Der Haken daran ist jedoch, dass das Versenken in den Abgrund („Shooting the Gulf“) – um eine Formulierung zu bemühen, die Ralph Waldo Emerson in dem Essay Self-Reliance (1841) verwendete, in dem er argumentiert, dass Macht nicht im Stillstand, sondern im Übergang liegt – das Bild des menschlichen Willens, über die Natur zu herrschen, aufrecht erhält und verstärkt. Auch wenn die Intentionen in Werken wie Schillers Gedicht und Emersons Essay die Lesenden auffordern, sich nicht auf Ideen auszuruhen, die leicht starr werden können, scheinen dieselben Intentionen oft die Kontrolle und Manipulation nichtmenschlicher Elemente der Welt zu unserem Zweck und Nutzen zu beinhalten.

 

1930, in Folge der Schrecken des Ersten Weltkriegs, inmitten des rasanten Aufstiegs Hitlers und der Weltwirtschaftskrise, veröffentlichte Sigmund Freud eines seiner meistgepriesenen Werke, Das Unbehagen in der Kultur. Ziemlich früh taucht Sehnsucht auf in seiner buchfüllenden Analyse, warum das Unbehagen und die Entfremdung so tief empfunden wurden von den Menschen in den sich rasch modernisierenden Gegenden Europas, dem beeindruckenden Aufstieg technowissenschaftlicher Errungenschaften zum Trotz. Freud schreibt:

 

„In den letzten Generationen haben die Menschen außerordentliche Fortschritte in den Naturwissenschaften und in ihrer technischen Anwendung gemacht, ihre Herrschaft über die Natur in einer früher unvorstellbaren Weise befestigt. (…) Die Menschen sind stolz auf diese Errungenschaften und haben ein Recht dazu.
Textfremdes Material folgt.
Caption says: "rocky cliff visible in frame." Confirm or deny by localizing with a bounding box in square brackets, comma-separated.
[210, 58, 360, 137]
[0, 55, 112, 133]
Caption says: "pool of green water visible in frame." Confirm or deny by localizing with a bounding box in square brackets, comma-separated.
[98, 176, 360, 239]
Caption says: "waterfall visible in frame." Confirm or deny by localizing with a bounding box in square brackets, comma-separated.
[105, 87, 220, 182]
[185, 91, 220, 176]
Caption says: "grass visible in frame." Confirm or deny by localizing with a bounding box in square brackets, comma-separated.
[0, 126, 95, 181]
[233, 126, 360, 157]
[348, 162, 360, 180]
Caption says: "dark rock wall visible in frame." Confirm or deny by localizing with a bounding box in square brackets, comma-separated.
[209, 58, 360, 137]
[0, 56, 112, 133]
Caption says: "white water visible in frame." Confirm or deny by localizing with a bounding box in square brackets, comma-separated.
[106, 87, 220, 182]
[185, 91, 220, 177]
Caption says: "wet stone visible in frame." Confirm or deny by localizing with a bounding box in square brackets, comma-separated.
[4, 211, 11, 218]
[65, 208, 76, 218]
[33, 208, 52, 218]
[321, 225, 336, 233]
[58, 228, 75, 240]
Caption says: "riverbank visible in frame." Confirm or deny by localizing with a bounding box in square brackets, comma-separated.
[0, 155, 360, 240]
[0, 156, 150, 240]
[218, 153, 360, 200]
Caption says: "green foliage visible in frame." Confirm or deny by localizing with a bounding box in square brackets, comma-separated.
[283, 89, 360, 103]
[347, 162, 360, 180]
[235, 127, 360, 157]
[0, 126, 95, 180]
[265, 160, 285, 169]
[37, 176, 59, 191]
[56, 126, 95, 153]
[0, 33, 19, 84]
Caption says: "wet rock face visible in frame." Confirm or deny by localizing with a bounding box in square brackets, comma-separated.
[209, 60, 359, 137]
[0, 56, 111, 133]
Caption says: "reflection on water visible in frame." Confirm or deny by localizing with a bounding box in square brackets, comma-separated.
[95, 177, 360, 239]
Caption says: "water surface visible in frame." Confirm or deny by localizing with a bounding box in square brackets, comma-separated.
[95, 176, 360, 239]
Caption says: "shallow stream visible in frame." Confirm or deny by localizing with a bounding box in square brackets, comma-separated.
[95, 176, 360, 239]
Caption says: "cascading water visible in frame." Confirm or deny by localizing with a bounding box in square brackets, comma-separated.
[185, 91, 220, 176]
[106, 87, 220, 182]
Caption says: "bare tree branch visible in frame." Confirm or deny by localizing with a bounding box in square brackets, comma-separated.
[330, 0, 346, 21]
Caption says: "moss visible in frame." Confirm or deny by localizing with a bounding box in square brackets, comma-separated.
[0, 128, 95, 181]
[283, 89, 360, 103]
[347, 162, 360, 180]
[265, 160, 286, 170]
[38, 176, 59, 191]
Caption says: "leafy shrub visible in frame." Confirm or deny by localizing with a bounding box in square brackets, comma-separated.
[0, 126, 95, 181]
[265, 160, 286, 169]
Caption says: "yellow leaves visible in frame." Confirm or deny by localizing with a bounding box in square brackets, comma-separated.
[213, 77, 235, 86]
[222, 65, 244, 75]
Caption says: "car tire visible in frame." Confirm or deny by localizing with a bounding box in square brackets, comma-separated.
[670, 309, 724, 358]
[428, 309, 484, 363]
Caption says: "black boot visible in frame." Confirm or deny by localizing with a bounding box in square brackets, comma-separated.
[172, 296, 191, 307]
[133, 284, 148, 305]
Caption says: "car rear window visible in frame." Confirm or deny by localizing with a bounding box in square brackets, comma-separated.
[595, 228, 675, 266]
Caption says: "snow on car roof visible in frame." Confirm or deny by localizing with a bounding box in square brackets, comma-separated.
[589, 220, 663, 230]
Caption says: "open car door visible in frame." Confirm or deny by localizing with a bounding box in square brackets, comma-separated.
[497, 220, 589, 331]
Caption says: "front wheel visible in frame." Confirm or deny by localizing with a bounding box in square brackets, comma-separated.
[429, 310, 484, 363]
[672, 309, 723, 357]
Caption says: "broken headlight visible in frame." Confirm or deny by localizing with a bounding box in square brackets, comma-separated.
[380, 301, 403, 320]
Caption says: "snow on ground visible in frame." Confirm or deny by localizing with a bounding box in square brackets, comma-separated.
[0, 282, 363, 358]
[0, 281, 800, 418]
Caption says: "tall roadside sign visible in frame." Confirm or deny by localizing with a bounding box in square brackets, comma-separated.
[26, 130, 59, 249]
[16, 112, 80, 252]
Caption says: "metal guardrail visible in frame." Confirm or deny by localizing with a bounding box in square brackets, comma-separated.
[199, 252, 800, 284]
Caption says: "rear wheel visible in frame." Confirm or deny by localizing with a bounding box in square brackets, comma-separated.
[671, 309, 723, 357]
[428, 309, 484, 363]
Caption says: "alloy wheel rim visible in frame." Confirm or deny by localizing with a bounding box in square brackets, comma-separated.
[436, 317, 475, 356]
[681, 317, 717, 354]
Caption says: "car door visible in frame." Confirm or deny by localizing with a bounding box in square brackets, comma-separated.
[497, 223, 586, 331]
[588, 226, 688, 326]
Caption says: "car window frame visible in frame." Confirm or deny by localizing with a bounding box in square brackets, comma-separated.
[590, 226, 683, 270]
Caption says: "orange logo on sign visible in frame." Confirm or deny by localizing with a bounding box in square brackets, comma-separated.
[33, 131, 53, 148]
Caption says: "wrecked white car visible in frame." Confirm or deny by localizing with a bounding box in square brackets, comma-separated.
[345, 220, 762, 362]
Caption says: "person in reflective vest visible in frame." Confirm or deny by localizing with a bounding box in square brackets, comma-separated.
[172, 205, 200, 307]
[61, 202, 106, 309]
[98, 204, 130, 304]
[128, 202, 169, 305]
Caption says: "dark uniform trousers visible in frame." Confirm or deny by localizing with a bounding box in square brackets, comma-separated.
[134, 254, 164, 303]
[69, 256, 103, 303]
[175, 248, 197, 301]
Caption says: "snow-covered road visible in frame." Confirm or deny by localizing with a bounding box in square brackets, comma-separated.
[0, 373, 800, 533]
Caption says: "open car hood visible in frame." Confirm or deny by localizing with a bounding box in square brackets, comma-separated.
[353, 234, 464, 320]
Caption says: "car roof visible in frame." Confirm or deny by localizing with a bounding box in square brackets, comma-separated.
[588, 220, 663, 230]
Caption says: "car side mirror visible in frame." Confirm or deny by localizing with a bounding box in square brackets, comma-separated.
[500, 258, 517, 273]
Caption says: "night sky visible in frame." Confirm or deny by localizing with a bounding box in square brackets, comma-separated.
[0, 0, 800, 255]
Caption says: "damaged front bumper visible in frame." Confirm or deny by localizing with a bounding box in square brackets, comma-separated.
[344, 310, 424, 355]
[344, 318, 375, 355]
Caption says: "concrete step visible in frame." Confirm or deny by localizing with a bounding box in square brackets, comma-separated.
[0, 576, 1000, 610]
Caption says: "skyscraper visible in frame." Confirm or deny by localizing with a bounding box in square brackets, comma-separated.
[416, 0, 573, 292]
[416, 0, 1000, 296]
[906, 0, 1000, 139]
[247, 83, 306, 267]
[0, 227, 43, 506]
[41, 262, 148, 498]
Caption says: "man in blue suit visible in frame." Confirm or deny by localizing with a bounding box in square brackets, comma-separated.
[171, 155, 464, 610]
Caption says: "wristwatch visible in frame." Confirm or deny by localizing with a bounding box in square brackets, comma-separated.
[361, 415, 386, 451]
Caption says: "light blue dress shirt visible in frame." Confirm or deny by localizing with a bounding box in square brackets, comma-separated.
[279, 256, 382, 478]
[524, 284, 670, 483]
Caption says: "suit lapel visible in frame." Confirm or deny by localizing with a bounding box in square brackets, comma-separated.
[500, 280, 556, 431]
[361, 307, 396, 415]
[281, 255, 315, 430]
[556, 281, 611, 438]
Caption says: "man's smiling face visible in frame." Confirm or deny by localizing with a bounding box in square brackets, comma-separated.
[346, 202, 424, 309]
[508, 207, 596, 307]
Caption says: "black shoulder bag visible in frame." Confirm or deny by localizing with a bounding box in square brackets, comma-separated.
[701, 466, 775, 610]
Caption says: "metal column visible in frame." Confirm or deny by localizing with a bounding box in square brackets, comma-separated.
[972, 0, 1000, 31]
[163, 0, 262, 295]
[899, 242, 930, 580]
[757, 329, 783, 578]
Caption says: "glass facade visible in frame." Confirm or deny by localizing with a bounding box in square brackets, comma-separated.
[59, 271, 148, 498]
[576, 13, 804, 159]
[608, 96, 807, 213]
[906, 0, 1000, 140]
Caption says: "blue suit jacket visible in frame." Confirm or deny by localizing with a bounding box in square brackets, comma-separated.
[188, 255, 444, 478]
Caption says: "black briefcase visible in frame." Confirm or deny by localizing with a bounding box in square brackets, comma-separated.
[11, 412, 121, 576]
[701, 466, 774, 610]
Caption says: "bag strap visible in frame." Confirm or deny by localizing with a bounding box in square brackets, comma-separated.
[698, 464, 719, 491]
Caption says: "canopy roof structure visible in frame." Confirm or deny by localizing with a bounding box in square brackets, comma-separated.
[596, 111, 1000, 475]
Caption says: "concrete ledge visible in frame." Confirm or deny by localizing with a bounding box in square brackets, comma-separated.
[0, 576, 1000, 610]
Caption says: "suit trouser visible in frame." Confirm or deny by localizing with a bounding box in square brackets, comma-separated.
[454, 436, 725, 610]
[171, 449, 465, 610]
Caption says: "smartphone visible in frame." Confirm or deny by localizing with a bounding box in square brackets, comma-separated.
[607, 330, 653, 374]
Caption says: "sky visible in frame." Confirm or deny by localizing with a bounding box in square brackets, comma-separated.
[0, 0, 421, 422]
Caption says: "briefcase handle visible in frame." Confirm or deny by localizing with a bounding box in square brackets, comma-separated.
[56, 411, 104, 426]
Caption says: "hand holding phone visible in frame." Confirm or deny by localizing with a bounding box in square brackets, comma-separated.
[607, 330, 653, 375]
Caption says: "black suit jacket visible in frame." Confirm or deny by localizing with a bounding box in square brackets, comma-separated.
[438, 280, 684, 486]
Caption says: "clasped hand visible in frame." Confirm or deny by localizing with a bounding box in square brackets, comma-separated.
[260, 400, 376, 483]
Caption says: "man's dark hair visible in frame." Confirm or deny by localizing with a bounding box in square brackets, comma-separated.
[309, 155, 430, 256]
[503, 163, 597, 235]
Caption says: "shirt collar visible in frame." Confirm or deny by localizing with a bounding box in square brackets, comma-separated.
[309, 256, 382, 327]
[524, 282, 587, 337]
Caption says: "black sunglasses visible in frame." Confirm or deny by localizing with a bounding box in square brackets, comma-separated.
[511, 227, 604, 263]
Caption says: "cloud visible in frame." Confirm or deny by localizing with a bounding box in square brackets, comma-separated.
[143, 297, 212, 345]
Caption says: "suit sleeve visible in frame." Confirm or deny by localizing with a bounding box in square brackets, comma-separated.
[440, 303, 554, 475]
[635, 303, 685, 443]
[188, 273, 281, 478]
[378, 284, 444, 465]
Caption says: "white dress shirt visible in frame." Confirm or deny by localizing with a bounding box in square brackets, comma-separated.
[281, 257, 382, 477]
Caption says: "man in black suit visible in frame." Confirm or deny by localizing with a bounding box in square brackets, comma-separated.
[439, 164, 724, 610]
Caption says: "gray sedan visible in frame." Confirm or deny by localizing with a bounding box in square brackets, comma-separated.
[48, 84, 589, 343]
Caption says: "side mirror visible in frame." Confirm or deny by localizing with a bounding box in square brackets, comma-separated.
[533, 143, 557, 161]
Aber sie glauben bemerkt zu haben, daß diese neu gewonnene Verfügung über Raum und Zeit, diese Unterwerfung der Naturkräfte, die Erfüllung jahrtausendealter Sehnsucht, das Maß von Lustbefriedigung, das sie vom Leben erwarten, nicht erhöht, sie nach ihren Empfindungen nicht glücklicher gemacht hat.“[iv]

 

Sehnsucht ist der Schlüssel zu dieser Passage, denn Freud legt nahe, dass diese menschliche Beziehung zur nicht-menschlichen Welt ein Wunsch ist, der sehr wahrscheinlich prähistorischen Ursprungs ist. Folglich scheint es nicht überraschend, dass die Erfindungen der Dampfmaschine, der Eisenbahn und des Kinos diesen Wunsch voll und ganz erfüllen sollten.

 

Menschsein bedeutet, Sehnsucht zu begegnen; Menschsein bedeutet, sich nach Synchronizität mit den nicht-menschlichen Elementen der Erde zu sehnen und sich als ihnen unveräußert zu fühlen, und paradoxerweise die Kontrolle über dieselben Elemente der Erde zu erstreben, so dass wir uns als Herrscher dieser Erde fühlen.

 

Mit anderen Worten: Freud nutzte Sehnsucht, um die kognitive Dissonanz zu identifizieren, die er als weitverbreitete Folge der gelebten Erfahrung sah, Teil der Ökosysteme eines Planeten zu sein. Aber der menschliche Anteil an dieser Zusammensetzung und was es für Sehnsucht als Lehnwort bedeutet, ist kompliziert. Letztlich analysierte Freud das Leben in überwiegend westlich städtischen Umgebungen, das er in Dialog mit dem Leben in oft ländlichen oder landwirtschaftlich geprägten nicht-westlichen Umgebungen stellte. Er theoretisierte anhand von Sehnsucht in einer unscharfen Zone, in der sich kulturelle Spezifizität mit menschlicher Universalität vermischt. Das kommt uns gelegen, weil Sehnsucht auf die universelle Verfasstheit des Planeten, den wir teilen, reagiert, dabei jedoch von kulturellen Besonderheiten geprägt wird, die nicht die Unterschiede leugnet, wie Menschen die klimatischen Zukünfte erleben werden.

 

Interessanterweise behauptet Freud, dass sich die kognitive Dissonanz der Sehnsucht verstärkt habe auf Grund der Explosion der technowissenschaftlichen Entwicklungen im Westen und gleichzeitig auf Grund von globalen Expeditionen durch den Kontakt mit dem, was Freud im Jargon seiner Zeit als „primitive Völker und Stämme“ bezeichnet.[v] Auf seltsame Weise steht Freuds Sehnsucht mit den Eindrücken von H.G. Wells' Krieg der Welten (1897) in Resonanz, einem Werk der Science-Fiction, welches die Allegorie der umgekehrten Invasion – die Marsmenschen behandeln das britische Volk so, wie das britische Volk das tasmanische Volk behandelte – mit den Verheißungen der Umgestaltung des ganzen Planeten durch fortgeschrittene Technowissenschaft verbindet. In der Tat findet sich in der Science-Fiction-Literatur aus der Ära der kolonialen Expansion Europas ein Ausdruck der Hybris und Angst dieser Zeit. Sie bleibt ein Genre, das den Daseinszustand der Sehnsucht sowohl einfängt als auch neu imaginiert.

 

Jetzt, in den frühen Jahrzehnten des 21. Jahrhunderts, leben die Menschen in der Düsternis der sich abzeichnenden globalen Erwärmung, heimgesucht von der Aussicht, dass das menschliche Leben auf Erden erlöschen könnte.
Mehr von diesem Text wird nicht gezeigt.